So stop it already with the contact. Right this very minute delete him off of everything, block him, you go out and you heal. It's over if he wants to date other women anyways and you can't keep running back to him arguing that now you've changed. You need to put some serious distance between this guy and you, not to make him miss you, but to get your head on straight. At this stage of the game you need to focus on you and why you are so desperate for someone who doesn't want you that you will act in ways you know will guarentee he won't want you anywhere near. Work on your own self-esteem and happiness, you won't find those things with this guy anyways. Or any other guy for that matter since those are things you share with another, they don't give it to you without you also bringing these things to the table.

Link to comment
Share on other sites

You're choosing to remain in the safe mode of denial, rather than take the road to acceptance. When all is said and done, we all get to the point of understanding that if they wanted to be with you, they would.

 

Slow down, look at the big picture, and be kind to yourself.

Link to comment
Share on other sites

Thank you for the replies everyone, I appreciate it. Now my question is, how can I stop feeling this way?? Going out with friends and distracting myself isn't enough..I've been breaking down on a daily basis for the last 7 months..and I mean properly breaking down. I've had serious relationships before but I am so deeply in love with this guy...I would still do absolutely anything for him.

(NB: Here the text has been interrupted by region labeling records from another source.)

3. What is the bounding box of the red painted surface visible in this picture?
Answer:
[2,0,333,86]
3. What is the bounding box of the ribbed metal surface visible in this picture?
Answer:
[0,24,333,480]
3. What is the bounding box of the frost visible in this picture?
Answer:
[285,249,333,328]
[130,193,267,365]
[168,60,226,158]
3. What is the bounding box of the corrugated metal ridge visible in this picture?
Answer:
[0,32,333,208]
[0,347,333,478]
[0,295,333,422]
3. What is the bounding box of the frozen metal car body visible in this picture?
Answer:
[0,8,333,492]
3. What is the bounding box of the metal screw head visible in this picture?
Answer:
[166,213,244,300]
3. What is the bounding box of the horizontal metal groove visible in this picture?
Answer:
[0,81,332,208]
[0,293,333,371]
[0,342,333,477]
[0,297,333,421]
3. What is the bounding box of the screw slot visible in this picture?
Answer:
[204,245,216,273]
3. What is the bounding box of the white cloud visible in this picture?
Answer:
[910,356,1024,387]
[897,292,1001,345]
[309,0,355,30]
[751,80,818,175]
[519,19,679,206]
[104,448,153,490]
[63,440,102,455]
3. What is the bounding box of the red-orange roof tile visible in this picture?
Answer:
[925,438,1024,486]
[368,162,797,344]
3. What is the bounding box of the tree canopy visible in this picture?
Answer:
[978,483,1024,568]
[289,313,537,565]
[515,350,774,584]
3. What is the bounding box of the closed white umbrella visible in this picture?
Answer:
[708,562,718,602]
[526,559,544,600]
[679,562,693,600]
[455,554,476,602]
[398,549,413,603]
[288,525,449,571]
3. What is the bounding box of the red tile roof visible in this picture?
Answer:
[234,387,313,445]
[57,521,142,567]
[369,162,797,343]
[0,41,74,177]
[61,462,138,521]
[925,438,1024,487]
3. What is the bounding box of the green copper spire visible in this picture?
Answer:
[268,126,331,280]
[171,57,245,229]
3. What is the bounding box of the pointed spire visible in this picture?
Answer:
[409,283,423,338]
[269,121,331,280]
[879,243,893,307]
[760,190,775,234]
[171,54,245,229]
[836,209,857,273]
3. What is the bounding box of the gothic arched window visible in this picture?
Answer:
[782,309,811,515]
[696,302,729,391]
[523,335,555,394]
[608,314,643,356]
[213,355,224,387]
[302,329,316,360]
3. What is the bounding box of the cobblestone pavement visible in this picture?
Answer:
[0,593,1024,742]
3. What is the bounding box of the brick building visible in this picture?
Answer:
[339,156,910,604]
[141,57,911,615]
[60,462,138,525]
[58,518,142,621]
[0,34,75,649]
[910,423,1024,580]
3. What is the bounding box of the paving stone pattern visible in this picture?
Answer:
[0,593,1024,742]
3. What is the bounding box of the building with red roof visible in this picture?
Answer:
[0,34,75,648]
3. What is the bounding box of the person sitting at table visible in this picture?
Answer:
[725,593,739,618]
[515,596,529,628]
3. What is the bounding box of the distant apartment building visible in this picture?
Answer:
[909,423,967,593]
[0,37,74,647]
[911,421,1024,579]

He's said we can see each other as friends even if Im seeing someone else and we were texting as friends every day, but each time I end up bombarding him with messages and always end up mentioning a second chance. So clearly I'm not ready to be friends yet... He just confuses me cos we met as friends 2 months ago had a really nice meal and he even held back tears when he mentioned the guy I had 4 dates with..he cried when I cried over him having sex with people and he gave me a big cuddle and said he wanted to take me out for another meal soon..I'm close to his mum and she told me to try not to bring up the past and get upset anymore cos he's thinking of taking you out again and he needs to see that the changes are permanent.. Then the next day he's on the dating site etc...He doesn't think he's doing anything wrong at all and I get that he's single he can do what he likes but it confuses me so much cos it's like he does really like me, just hides it?? ANYWAY what will be will be I know and yes I need to let go of all hope for now..I'm just trying so hard to remind myself of the bad times but each time, my heart wins and all I can think about are all the good times, and there were soooo many. My question is how do I stop reminiscing on all the good times, I just want to block it all out I'm desperate but 7 months on and it stills feels just as fresh as it did on day one of the break up...in fact it feels much worse..

Link to comment
Share on other sites

Archived

This topic is now archived and is closed to further replies.

×
×
  • Create New...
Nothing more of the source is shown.